Flowers were placed at just about every blocked off street near the Tree of Life Synagogue.
Many people are looking for a way to heal after an unthinkable act of violence.
"I just want to show my solidarity with everybody, not just Jews but people of all faiths and cultures," resident Dave Wexler said.
"I think in this day and age it is difficult to go through this cycle of violence, but it is really important to stand together whenever it happens in your own backyard," resident Molly Watterson said.
The Consul General of Israel in New York Ambassador Dani Dayan came in to assist with counseling.
"I couldn't go to take a rest before I paid my respects to the murder in the synagogue," Dayan said. "An anti-semetic event that happens thousands of miles from our shores is for us local news, it is a domestic issue."
Dayan said the prime minister sends his deepest condolences.
Channel 9 spoke to a man who had his bar mitzvah at the Tree of Life synagogue, and he said his response will not be with violence, but instead at the ballot box.
"It's a horrible tragedy, and it's just sort of hard to understand how we can permit these mass shootings to happen over and over again," said resident Jim Busis.
Pittsburgh is home to about 50,000 Jews, and community leaders estimate about 60 percent of them live near Squirrel Hill, the neighborhood where the shooting took place.
Memorials continue to grow in front of the synagogue as people stop by to say a quick prayer and show their support for the Jewish community after this tragedy.

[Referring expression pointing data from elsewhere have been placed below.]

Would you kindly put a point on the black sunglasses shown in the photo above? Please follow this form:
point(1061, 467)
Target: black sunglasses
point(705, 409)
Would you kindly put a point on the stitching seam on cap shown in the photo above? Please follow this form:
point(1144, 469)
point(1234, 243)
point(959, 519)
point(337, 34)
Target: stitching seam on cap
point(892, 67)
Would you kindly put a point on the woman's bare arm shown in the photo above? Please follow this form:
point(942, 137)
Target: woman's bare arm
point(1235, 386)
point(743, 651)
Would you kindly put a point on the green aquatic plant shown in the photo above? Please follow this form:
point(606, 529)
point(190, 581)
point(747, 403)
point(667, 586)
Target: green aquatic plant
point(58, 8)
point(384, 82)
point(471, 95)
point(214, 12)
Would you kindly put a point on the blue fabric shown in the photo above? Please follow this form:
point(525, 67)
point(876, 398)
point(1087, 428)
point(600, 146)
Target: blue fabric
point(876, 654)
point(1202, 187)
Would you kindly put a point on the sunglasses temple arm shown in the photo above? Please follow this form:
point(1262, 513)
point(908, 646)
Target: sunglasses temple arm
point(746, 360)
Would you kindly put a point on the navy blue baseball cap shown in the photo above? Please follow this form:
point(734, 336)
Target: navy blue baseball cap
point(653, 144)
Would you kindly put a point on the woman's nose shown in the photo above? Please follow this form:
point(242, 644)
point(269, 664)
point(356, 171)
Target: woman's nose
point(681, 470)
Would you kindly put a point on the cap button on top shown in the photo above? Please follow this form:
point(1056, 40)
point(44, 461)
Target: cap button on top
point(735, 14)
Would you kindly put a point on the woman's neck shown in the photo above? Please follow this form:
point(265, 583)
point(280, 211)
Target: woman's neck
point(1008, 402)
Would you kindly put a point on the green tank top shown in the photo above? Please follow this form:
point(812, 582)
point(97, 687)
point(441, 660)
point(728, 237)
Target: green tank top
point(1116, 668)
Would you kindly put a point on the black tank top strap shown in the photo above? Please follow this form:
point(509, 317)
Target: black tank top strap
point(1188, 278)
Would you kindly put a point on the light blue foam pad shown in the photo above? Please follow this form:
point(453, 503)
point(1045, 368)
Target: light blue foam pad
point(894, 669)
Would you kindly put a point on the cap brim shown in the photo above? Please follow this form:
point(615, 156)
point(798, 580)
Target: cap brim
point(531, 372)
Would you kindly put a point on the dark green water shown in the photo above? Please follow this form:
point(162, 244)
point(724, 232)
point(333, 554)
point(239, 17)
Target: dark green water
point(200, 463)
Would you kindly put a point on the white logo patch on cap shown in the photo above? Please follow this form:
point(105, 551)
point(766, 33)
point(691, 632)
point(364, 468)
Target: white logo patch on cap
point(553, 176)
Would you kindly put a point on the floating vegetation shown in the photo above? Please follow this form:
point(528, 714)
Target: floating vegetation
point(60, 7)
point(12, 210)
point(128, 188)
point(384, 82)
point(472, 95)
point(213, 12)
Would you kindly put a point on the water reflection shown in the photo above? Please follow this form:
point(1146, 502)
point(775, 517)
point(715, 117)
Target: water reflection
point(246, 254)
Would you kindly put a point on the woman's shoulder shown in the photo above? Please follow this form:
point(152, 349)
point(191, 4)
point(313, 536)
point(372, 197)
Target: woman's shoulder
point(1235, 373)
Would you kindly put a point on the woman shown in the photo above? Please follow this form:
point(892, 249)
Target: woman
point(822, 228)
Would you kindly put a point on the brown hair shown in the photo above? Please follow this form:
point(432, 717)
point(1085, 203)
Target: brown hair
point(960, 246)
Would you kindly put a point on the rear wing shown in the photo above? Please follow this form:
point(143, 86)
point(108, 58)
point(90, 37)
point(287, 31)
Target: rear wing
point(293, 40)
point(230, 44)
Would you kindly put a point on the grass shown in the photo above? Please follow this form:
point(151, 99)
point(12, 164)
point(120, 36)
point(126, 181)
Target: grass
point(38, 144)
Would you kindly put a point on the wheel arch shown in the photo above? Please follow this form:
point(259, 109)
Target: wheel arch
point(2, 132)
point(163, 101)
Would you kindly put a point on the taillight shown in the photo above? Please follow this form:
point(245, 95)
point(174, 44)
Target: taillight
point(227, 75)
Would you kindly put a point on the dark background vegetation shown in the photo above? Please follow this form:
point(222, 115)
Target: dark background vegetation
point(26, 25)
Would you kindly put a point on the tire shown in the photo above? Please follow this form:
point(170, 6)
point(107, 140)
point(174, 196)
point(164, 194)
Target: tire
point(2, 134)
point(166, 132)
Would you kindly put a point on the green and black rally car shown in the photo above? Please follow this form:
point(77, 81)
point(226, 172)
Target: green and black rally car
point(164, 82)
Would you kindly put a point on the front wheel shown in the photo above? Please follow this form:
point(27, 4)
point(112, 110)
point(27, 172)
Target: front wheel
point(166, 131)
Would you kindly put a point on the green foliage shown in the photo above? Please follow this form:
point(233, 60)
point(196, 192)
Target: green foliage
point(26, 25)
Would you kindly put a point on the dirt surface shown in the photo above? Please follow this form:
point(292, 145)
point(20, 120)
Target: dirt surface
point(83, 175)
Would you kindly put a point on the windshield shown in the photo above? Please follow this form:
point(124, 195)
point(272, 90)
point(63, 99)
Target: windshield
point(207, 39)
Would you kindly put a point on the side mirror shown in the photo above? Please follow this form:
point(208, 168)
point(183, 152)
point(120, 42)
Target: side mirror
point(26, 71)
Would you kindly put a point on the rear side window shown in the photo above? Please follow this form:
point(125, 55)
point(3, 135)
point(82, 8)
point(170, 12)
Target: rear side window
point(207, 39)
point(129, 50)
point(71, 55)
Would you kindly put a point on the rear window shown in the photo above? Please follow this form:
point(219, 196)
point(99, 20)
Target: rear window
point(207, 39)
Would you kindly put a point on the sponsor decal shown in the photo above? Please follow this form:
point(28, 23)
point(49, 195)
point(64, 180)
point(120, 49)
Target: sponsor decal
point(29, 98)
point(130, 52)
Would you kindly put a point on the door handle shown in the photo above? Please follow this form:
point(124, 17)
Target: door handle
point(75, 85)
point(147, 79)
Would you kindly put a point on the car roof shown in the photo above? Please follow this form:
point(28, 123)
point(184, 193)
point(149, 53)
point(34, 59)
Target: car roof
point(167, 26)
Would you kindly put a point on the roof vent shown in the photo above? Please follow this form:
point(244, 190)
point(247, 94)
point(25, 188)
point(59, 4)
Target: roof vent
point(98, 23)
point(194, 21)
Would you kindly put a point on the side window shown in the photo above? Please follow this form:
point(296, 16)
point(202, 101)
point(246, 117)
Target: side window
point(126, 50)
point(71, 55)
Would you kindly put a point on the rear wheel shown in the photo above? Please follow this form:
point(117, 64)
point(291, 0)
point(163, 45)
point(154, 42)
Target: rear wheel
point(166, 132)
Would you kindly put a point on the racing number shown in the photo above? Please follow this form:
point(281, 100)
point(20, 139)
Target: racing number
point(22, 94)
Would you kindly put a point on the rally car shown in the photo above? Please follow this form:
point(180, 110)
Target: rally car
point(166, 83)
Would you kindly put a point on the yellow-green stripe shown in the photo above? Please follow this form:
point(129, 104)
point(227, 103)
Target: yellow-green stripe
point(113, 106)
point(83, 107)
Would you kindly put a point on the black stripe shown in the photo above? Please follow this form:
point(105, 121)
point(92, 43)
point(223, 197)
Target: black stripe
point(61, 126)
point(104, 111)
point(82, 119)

Israeli Prime Minister Benjamin Netanyahu tweeted a message saying, "We stand together with the Jewish community of Pittsburgh," and President Donald Trump called it "an assault on humanity."
On Saturday night, hundreds packed a Pittsburgh church for an interfaith service with people from different backgrounds and different beliefs.
Outside of the church, thousands packed an intersection for a vigil, lighting candles in memory of the victims.
A former rabbi at the synagogue called the shooting "a crime against humanity."
"But, it is against humanity and what is good in humanity, and I think that I'm tired of throwing up my hands when things like this happen and saying, 'What can we do?'" Rabbi Chuck Diamond said.
Bowers is due in court again Thursday. He is being held without bond.